Politics in the clinics | Inquirer Opinion
Hints and Symbols

Politics in the clinics

/ 05:04 AM December 20, 2021

As the 2022 elections draw near, tensions continue to rise among friends, families, and communities because of differing political leanings. It’s clear that the stakes are high for all parties involved, and that for many, the elections represent not just a battle among political parties but among opposing moral forces. In the middle of this nationwide debate, a smaller one has arisen thanks to some social media posts on the topic: in the pandemic, health care workers find themselves needing to advocate for the needs of their patients and their fellow workers. This advocacy naturally turns into political leanings and campaigning for candidates. Should doctors, in particular, be allowed to campaign for their candidates? Are they allowed to do so in their clinics, as some have supposedly done? It’s a topic that has caused some friction in the community and some understandable concern for those on the other side of the consultation table.

This is not meant as a rebuttal or an opposition to the originator posts of the topic, but as an offshoot of the heated discussion that followed. I would like too to be able to clarify some concepts that those in the profession might take for granted but which might be opaque to those outside of it. In writing this, I also hope to provide some assurance to patients who might be concerned that their doctors might be bad doctors solely because the latter show their political colors.


What should go unquestioned — what, in fact, has long been part of medical education — is that health and medicine are always political, and physicians have always been free to engage in political life. In the wake of the “should doctors discuss politics with patients” debate, I have seen many laypeople saying that the profession of medicine should be a nonpartisan one, apolitical. This is simply false. Physicians have always been free and allowed by their profession to engage in political life; some ethicists go even further to say that they are obliged to participate in it.

As medical blogger Hayward Zwerling wrote in 2020, it is recognized now that the social determinants of health may be the most important driver of a patient’s health outcomes, and that these determinants are the result of political decisions; this is the reason that physicians may increasingly feel the need to educate their patients on the health repercussions of their political decisions. I have written, with some agitation and repetition, on why health is political, and why the profession is obliged to seek to serve the underserved (“Case studies,” 3/23/20; “Not the time for neutrality,” 11/29/21). This is not a new concept. Rudolf Virchow, scientist and proponent of social medicine born 1821, wrote memorably that “The physicians are the natural attorneys of the poor, and the social problems should largely be solved by them.” In short: in expressing political leanings, physicians are not trespassing on some ethical code of the profession. I hope that laypeople may understand that doctors have as much freedom to engage politically as the next person, and that the full exercise of their position may even call for it.


What should also go unquestioned is that no medical professional should allow their political biases to negatively affect the delivery of their service. Perhaps this is what some mean when they say that the profession should be “nonpartisan.” By the code of ethics of the Philippine Medical Association we are “free to choose patients” in non-emergencies, but in all but the most extreme situations, it is unseemly, unethical, and unprofessional to interrupt the delivery of care solely because of the discovery of different political leanings. I am thankful to say that I have not yet encountered a colleague who has done so. One remembers the “Grey’s Anatomy” episode where a physician character overcomes her dislike and renders care to a patient who has a swastika tattoo.

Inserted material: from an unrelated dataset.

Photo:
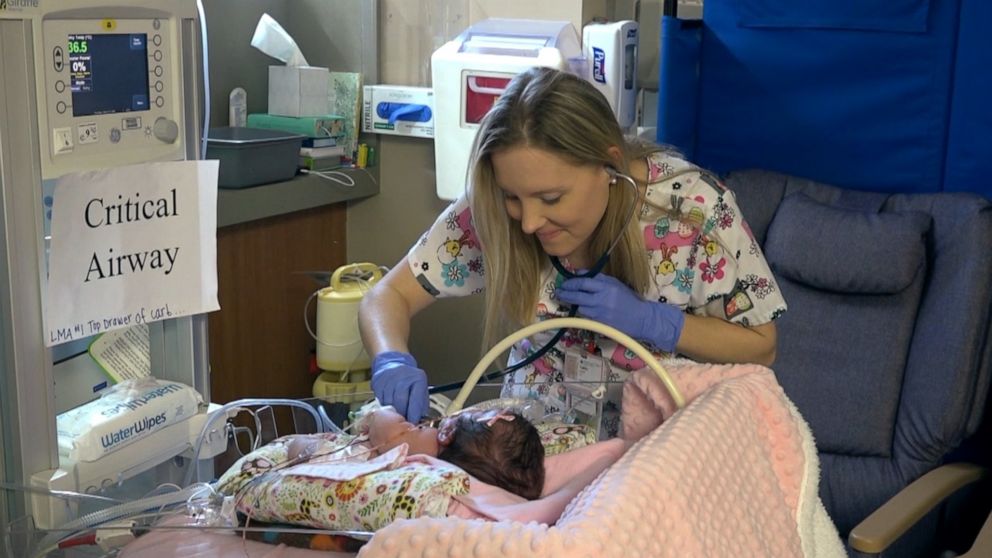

Such instances of overlooking personal biases are part of the day to day.

With these two clarifications out of the way, the pertinent point for physicians seems to be whether they can or should initiate political conversations in the clinics with their patients. If they are asked about their political leanings, doubtless they are free to answer. But in the course of their patient consults, can they and should they bring up the 2022 elections?

Whether other professionals can or should campaign for their candidates in the exercise of their professions is beyond my scope here. The relationship between health professional and patient is so specific that it may not be extrapolated to other client-provider relationships. The patients who come to our clinics inevitably stand in a position of vulnerability, of which the physician should always be conscious.